If you’ve read the “Hunger Games” trilogy, you likely have very strong feelings about the series’ third installment: either you (like me) thought it was a brilliantly bleak capstone to a memorable series, or you were repulsed by its unrelenting grimness. Given how remarkably well-done the film series has been thus far, I remain optimistic that next year’s finale will win over the naysayers – even if “Mockingjay – Part 1” isn’t quite up to the task by itself.
Following in the wake of “Harry Potter,” “Twilight,” and “The Hobbit,” “Mockingjay” has been split into two parts, with the second to release next fall. After being rescued from the wreckage of a second Hunger Games event, heroine Katniss Everdeen (Jennifer Lawrence) finds herself in District 13, ground zero for a brewing rebellion. Meanwhile, her fellow Hunger Games veteran and erstwhile love interest Peeta (Josh Hutchinson) remains a captive of the authoritarian Capitol. While the rebels prepare for battle, Katniss is recruited to make propaganda films for the struggle, skirmishing with Capitol forces wherever possible.
As “Mockingjay – Part 1” unfolds, it’s hard to escape the nagging feeling that this shouldn’t have been two films. The pacing (especially in the first two-thirds of the movie) is positively languid. Lawrence is a great actress, and undoubtedly the soul of the film series, but three separate “Shocked To See Burned-Out Landscape” reaction shots is a lot to ask of anyone. Such moments end up feeling like filler – a serious sin in a penultimate chapter that should be characterized by escalating tension.

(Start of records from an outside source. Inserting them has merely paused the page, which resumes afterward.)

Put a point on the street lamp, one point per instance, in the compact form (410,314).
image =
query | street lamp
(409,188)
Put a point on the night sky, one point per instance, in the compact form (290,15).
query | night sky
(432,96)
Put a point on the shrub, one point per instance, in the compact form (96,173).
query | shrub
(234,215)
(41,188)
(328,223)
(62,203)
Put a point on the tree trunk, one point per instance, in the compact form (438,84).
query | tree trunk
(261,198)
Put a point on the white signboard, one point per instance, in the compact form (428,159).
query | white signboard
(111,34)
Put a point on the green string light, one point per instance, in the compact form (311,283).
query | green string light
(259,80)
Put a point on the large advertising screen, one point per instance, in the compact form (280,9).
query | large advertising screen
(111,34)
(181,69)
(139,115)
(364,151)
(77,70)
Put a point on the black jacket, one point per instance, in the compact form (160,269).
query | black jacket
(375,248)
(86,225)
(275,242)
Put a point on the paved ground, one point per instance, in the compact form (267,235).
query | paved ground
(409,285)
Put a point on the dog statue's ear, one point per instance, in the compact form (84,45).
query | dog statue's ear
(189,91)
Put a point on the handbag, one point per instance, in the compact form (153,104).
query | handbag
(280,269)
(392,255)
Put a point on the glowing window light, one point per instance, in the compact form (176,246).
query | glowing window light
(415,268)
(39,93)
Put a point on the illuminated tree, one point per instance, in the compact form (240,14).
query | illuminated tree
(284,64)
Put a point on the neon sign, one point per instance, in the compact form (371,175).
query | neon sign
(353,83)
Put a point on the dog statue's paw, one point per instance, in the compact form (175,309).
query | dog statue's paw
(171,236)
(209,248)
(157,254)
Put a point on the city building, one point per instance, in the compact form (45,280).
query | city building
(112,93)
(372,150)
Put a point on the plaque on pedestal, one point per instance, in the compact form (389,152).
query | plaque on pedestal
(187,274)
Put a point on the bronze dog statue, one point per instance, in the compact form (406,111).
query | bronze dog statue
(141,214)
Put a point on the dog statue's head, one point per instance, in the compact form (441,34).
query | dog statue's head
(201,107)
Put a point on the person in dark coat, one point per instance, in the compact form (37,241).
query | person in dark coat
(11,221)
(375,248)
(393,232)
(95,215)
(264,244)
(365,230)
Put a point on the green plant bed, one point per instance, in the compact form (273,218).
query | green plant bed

The sole blame for this weakness rests with whoever greenlit the split-movie idea: director Francis Lawrence does an outstanding job with the material he has, but there’s just not enough narrative here to sustain a full two-hour film. It’s naturally problematic to try to piece together a three-act film structure out of a novel’s first half: in order to form a coherent onscreen arc, comparatively inconsequential plot points are magnified beyond their relative importance (the Malfoy Manor sequence at the end of the first “Harry Potter and the Deathly Hallows” film is another example of this). At such points, the music swells and top-dollar special effects cascade across the screen, but something feels off; in the aftermath, the status quo remains largely unchanged.
That said, when “Mockingjay – Part 1” does take flight, it soars. The film’s images of war-scarred landscapes are undeniably compelling, and the intimate human feel of the first two movies remains intact. More stars than Lawrence get their chance to shine in this installment, with Philip Seymour Hoffman delivering an especially magnificent performance as Katniss’ propaganda director. Liam Hemsworth’s Gale, previously little more than a token heartthrob, also gets some good character development this time around (vastly improving upon the source material). A “Zero Dark Thirty”-inspired raid sequence serves as the film’s climax – and as truncated as the movie feels as a whole, the scene is remarkably intense. (Also, a word for book fans: the film’s rendition of “The Hanging Tree” is sublime, segueing from a simple folk song into a solemn anthem of war).
For all its lapses into lazy screenwriting, “Mockingjay – Part 1” remains a solidly executed installment. It doesn’t conjure up the same menace and intensity as its predecessors, but there’s still a final chapter to come. And when stacked up against “Divergent” or any other inferior imitators, “Mockingjay – Part 1” looks very good indeed.
VERDICT: 7/10
The weakest of the three so far, but still a good deal better than any recent YA-lit adaptation out there.